Are Haskell IDE plugins now good enough that you don't need explicit type annotations?

More than three years ago, I published a small article series to document that I'd changed my mind on various small practices. Belatedly, here comes a fourth article, which, frankly, is a cousin rather than a sibling. Still, it fits the overall theme well enough to become another instalment in the series.

Here, I consider using fewer Haskell type annotations, following a practice that I've always followed in F#.

To be honest, though, it's not that I've already applied the following practice for a long time, and only now write about it. It's rather that I feel the need to write this article to kick an old habit and start a new.

Inertia #

As I write in the dedication in Code That Fits in Your Head,

"To my parents:

"My mother, Ulla Seemann, to whom I owe my attention to detail.

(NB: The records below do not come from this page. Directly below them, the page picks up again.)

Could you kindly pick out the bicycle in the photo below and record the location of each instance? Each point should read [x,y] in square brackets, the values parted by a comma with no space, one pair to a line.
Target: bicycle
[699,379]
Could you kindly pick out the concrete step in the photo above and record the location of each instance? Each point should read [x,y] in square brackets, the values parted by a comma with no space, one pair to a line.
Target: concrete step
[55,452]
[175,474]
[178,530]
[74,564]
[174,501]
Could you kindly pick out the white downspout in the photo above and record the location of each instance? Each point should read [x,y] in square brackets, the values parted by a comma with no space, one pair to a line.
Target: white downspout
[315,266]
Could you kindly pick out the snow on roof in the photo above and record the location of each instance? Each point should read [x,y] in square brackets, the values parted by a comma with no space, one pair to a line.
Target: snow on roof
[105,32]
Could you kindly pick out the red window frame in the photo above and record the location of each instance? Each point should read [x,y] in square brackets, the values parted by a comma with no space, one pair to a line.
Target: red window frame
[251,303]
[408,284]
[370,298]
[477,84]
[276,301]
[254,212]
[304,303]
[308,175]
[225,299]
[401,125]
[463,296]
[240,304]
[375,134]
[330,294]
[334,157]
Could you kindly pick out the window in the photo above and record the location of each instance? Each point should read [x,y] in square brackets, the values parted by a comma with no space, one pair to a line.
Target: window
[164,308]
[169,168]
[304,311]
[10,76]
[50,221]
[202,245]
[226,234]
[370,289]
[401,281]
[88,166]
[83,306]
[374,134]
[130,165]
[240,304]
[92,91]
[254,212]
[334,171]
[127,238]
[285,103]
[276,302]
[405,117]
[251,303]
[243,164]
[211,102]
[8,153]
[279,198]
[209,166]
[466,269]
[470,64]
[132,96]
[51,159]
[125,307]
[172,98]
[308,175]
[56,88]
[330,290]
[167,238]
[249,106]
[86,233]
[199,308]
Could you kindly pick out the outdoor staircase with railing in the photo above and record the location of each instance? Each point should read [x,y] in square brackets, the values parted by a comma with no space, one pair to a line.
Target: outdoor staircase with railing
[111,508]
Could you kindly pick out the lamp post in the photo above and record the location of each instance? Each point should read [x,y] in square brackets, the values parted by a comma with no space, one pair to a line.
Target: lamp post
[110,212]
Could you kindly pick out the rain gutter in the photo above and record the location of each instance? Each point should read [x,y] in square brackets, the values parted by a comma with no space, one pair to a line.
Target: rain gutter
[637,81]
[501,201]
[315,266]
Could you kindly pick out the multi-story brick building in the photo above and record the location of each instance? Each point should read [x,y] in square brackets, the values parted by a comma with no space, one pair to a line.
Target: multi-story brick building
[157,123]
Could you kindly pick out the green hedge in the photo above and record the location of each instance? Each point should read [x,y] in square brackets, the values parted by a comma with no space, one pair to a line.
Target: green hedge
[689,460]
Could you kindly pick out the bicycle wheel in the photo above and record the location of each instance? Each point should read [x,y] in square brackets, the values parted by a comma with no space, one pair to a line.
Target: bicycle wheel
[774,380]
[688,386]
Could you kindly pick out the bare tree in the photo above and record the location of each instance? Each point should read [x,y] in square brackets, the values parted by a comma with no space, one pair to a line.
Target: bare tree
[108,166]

"My father, Leif Seemann, from whom I inherited my contrarian streak."

One should always be careful simplifying one's personality to a simple, easy-to-understand model, but a major point here is that I have two traits that pull in almost the opposite direction.

Two vectors labelled respectively neatness and contrariness pulling in almost opposing directions, while still not quite cancelling each other out, leaving a short vector sum pointing to the right.

Despite much work, I only make slow progress. My desire to make things neat and proper almost cancel out my tendency to go against the norms. I tend to automatically toe whatever line that exists until the cognitive dissonance becomes so great that I can no longer ignore it.

I then write an article for the blog to clarify my thoughts.

You may read what comes next and ask, what took you so long?!

I can only refer to the above. I may look calm on the surface, but underneath I'm paddling like the dickens. Despite much work, though, only limited progress is visible.

Nudge #

Haskell is a statically typed language with the most powerful type system I know my way around. The types carry so much information that one can often infer a function's contract from the type alone. This is also fortunate, since many Haskell libraries tend to have, shall we say, minimal documentation. Even so, I've often found myself able to figure out how to use an unfamiliar Haskell API by examining the various types that a library exports.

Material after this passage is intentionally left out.